Казарин медленно, без видимых причин, поднялся. Потянулся к сетке над окном, взял пластиковую бутылку с водой, отпил, поставил обратно. За эти семь секунд он повернулся достаточно, чтобы увидеть тамбур с обеих сторон. В левом тамбуре стоял один из двух мужчин из Петушков. Стоял спиной к двери, то есть лицом к вагону. Это не поза человека, который курит или говорит по телефону. Это поза человека, который смотрит.
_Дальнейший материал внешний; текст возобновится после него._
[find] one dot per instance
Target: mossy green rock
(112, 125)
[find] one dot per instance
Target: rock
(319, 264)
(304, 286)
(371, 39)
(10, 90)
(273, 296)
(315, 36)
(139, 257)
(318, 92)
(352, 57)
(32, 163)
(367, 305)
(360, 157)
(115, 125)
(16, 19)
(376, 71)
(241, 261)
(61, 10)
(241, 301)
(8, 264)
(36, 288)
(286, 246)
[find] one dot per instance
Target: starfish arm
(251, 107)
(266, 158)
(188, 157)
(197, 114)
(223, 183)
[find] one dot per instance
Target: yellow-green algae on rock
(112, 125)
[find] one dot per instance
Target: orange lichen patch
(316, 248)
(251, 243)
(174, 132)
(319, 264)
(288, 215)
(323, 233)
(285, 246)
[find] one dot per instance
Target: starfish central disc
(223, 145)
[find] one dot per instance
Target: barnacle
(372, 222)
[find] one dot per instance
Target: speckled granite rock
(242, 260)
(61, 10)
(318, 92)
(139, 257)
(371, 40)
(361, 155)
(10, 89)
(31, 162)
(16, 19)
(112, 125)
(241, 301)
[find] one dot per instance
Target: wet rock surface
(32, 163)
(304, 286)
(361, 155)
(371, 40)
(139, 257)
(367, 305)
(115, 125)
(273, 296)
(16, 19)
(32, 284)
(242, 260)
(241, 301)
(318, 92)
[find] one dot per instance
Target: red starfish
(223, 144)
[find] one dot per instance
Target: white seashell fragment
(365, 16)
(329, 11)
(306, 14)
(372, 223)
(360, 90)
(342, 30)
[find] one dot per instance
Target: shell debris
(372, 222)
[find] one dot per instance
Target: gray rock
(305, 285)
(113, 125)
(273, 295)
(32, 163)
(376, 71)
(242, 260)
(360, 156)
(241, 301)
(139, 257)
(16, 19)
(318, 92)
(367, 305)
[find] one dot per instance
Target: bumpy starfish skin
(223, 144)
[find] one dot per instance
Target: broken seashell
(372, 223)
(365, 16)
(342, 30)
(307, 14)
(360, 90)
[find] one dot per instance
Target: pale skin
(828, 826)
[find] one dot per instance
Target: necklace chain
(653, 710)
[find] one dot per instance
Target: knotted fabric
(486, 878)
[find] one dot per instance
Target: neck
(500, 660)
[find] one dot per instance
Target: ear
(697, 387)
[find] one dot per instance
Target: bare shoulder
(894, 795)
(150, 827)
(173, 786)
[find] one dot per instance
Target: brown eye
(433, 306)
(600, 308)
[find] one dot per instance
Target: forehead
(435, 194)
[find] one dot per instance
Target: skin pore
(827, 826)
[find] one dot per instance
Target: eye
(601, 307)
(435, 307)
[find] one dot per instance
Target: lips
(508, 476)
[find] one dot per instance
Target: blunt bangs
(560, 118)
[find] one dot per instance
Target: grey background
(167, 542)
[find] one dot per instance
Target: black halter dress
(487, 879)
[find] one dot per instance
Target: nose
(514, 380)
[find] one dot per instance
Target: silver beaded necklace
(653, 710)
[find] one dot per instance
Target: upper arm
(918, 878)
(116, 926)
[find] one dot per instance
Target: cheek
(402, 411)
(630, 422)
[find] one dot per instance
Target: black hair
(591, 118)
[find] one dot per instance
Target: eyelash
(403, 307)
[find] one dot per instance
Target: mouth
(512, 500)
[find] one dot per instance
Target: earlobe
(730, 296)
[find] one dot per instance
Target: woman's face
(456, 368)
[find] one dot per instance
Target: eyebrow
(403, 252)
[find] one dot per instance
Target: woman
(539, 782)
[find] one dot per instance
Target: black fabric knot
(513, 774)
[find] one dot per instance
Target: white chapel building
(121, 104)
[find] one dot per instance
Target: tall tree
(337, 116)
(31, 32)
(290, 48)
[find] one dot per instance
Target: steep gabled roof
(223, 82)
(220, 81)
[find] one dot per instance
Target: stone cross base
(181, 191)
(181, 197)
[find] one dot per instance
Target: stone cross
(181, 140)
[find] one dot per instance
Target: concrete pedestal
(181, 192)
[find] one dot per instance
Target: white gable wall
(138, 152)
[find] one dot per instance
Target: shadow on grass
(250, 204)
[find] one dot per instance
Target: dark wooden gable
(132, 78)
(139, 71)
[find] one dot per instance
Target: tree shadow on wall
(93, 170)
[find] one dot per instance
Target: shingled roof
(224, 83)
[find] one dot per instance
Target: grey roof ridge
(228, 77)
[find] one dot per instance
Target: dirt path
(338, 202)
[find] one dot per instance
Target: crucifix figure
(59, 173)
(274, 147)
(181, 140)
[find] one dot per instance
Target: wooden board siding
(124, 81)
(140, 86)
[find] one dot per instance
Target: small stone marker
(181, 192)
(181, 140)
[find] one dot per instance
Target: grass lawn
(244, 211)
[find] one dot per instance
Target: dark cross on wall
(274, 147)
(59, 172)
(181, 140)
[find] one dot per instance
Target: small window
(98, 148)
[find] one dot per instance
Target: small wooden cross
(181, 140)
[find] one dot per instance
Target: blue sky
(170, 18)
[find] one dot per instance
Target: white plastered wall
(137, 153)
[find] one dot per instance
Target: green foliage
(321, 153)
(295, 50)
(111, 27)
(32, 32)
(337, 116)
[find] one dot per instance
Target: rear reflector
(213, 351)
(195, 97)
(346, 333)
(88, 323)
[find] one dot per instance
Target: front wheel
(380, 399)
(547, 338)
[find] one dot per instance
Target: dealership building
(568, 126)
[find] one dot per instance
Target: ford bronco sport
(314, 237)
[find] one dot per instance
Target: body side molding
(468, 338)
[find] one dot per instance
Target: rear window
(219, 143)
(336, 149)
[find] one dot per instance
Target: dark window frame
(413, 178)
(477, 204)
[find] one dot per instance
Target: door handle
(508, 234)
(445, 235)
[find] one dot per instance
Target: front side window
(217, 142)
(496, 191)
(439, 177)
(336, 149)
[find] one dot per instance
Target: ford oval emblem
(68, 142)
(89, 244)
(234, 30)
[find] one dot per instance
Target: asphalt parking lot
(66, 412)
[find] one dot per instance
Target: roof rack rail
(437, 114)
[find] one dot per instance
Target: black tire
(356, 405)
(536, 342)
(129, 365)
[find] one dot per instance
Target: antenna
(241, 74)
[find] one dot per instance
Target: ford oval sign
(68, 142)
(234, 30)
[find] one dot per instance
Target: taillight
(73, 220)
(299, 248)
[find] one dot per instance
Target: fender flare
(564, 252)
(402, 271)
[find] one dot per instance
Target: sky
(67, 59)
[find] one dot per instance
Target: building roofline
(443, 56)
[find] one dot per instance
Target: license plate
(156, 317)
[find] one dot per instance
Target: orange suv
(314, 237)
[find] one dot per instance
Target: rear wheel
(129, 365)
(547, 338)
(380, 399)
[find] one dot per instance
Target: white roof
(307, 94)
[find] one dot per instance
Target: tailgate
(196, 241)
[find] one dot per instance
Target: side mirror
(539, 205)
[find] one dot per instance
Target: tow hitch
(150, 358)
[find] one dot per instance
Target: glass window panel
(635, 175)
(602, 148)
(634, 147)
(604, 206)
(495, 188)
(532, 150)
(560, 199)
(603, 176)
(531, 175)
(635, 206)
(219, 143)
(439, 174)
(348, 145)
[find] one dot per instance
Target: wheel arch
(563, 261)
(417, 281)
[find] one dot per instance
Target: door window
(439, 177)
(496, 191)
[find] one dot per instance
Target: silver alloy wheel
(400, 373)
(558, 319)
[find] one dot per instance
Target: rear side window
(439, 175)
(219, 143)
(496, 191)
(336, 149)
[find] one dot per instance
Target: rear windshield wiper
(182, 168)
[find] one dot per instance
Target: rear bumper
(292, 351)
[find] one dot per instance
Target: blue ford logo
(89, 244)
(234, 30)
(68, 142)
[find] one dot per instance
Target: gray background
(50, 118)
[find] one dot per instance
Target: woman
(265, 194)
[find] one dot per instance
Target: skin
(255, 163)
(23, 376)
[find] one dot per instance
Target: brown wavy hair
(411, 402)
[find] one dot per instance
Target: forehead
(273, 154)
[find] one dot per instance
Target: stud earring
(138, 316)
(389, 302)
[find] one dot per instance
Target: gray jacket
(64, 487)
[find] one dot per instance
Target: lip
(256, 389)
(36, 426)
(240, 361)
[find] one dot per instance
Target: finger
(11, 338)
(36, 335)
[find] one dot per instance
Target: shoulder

Криминологи давно зафиксировали то, что практики знают по собственному опыту: виктимизация редко происходит мгновенно. Дмитрий Вадимович Ривман в своей работе «Криминальная виктимология» подробно анализирует фазы, предшествующие насильственному акту, и среди них особое место занимает фаза зондирования, когда будущий агрессор изучает среду, проверяет реакции, оценивает риски.

Это не теория, это наблюдение, собранное из тысяч уголовных дел. Человек, который стоит в тамбуре и смотрит на вагон, не обязательно представляет угрозу. Но человек, который делает это дважды, уже проходит фазу зондирования, осознанно или нет. Казарин снова лег, закрыл глаза. Не спать, а думать. Тот внутренний голос, который он никогда не называл интуицией, потому что не верил в это слово, а называл накопленным опытом, говорил тихо и ровно: «Считай». Двое из Петушков. Мужчины, 30–35 лет. Одеты нейтрально: не богато, не бедно, ничем не выделяются. Сумки не сдали в багажное отделение, хотя полки в купе были свободны.

Один из них, тот, что покрупнее, при входе на секунду задержался у проводницкого купе. Не заглянул — задержался. Фиксировал. Это могло быть ничем. Казарин честно держал обе версии в голове и не позволял ни одной перевесить без дополнительных данных. Ошибка в обе стороны стоила по-разному. Если он поднимет ложную тревогу — провалит прикрытие. Если промедлит — провалит задачу. Задачей была не его жизнь. Задачей были двадцать восемь нижних мест, семнадцать верхних и трое детей, один из которых совсем маленький. Он открыл глаза. Женщина с ноутбуком снова поглядела в его сторону, на этот раз без брезгливости, с чем-то похожим на тревогу, которую она сама не понимала.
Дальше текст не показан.